This essay is part of a series of reflections on primary care during the pandemic presented by Réseau-1 Québec. Essay originally published on October 5th, 2020. This essay was also published in French on the La presse plus website and is available here >>
“It was the best of times, it was the worst of times, … it was the spring of hope, it was the winter of despair.” – Charles Dickens, Tale of 2 Cities
Although we are still very much in the centre of the storm of the pandemic, it is important to begin a reflection on what we can learn about the foundations of our healthcare system from a policy perspective.
The COVID-19 pandemic has demonstrated a great deal that is positive about our healthcare system. Governments and political parties have generally put aside differences. Decisions are based on the best available public health counsel. Healthcare workers have responded with determination and self-sacrifice. Innovations are now rapidly being implemented. The population has generally followed the advice and the instructions from political and health authorities.
The most important factor is that Canada has a universal, single-payer healthcare system that is based on the notion that health is a social and societal value and not a market commodity. Each province is essentially one healthcare system capable of mobilizing human and physical resources.

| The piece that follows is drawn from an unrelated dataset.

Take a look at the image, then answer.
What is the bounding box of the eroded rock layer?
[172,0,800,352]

Canada has both excellent primary and specialty/hospital care with clearly delineated responsibilities.
Yet not all is perfect. The initial strategy to protect the hospital system has been successful. But it is the deplorable situation of older persons in nursing homes (NH) and residences that has been the most striking.
It is tragic but not surprising that the vast majority of deaths are found in very vulnerable older persons in NH and residences. However, it is heartbreaking to witness older people living and dying in unacceptable conditions, cut off from their families, cared for by poorly protected, overwhelmed and under-resourced staff.

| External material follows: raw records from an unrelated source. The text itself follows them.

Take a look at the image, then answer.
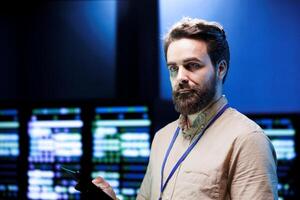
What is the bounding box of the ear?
[217,60,227,81]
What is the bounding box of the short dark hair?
[164,17,230,83]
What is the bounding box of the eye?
[168,65,178,72]
[184,62,202,71]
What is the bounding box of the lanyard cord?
[159,104,229,200]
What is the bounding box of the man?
[93,18,277,200]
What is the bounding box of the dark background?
[0,0,300,198]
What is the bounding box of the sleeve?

This devastating pandemic has evolved very rapidly and there is little precedent on which to make key decisions. However, there are structural factors that help explain why we have generally succeeded in controlling the crisis in hospitals but much less so in other parts of the healthcare system.
Our healthcare system is less universal and comprehensive than it should be. While hospital and medical services are covered with no out-of-pocket payment, community and institutional long-term care (LTC) can be described as simultaneously both universal and selective with both public coverage and private payment with ambiguous public/private relationship.
The present crisis demonstrates the impact of policies adopted by successive governments over many years.
Budgetary planning is based on having just enough human and material resources, with no reserve or margin for maneuver. For example, hospital beds are always filled beyond 100% capacity. The impact of sub-optimal financing is felt most in LTC institutions, many with obsolete buildings, where reduction of services has led to pathetic debates about a second bath per week.
The rapidly increasing number of COVID-19 cases in Montreal’s poorest neighbourhoods brings to mind the recent 30% cut in Quebec’s public health budget.
Successive governments decided that efficiency required very strong centralization and top-down micro-management. In most provinces, essentially all healthcare boards have been abolished with massive mergers resulting in the disengagement and a loss of sense of belonging by communities and staff. This has led to the inability to adapt to local needs and to react to crises.
After the pandemic, the population will expect that we draw the valuable lessons learned. Key issues include:
- Healthcare expenses promoting high quality care and robust public health are investments contributing to both the well-being of the population and the growth and protection of the economy.
- Homecare and LTC, as well as community services such as dentistry, rehabilitation, psychology and social services are as integral a part of public healthcare as medical and hospital services.
- A strong healthcare system is anchored in local governance with population and community engagement.
The COVID-19 crisis has provided us with a unique opportunity to organise serious and transparent public discussion on the foundations of our healthcare system. There are no simple solutions. But we can work towards changing the paradigm.
Howard Bergman MD, FCFP, FRCPC, FCAHS is Professor of Family Medicine, McGill University. He was a member of the Clair Commission (2000) and author of the Quebec Alzheimer Plan (2009).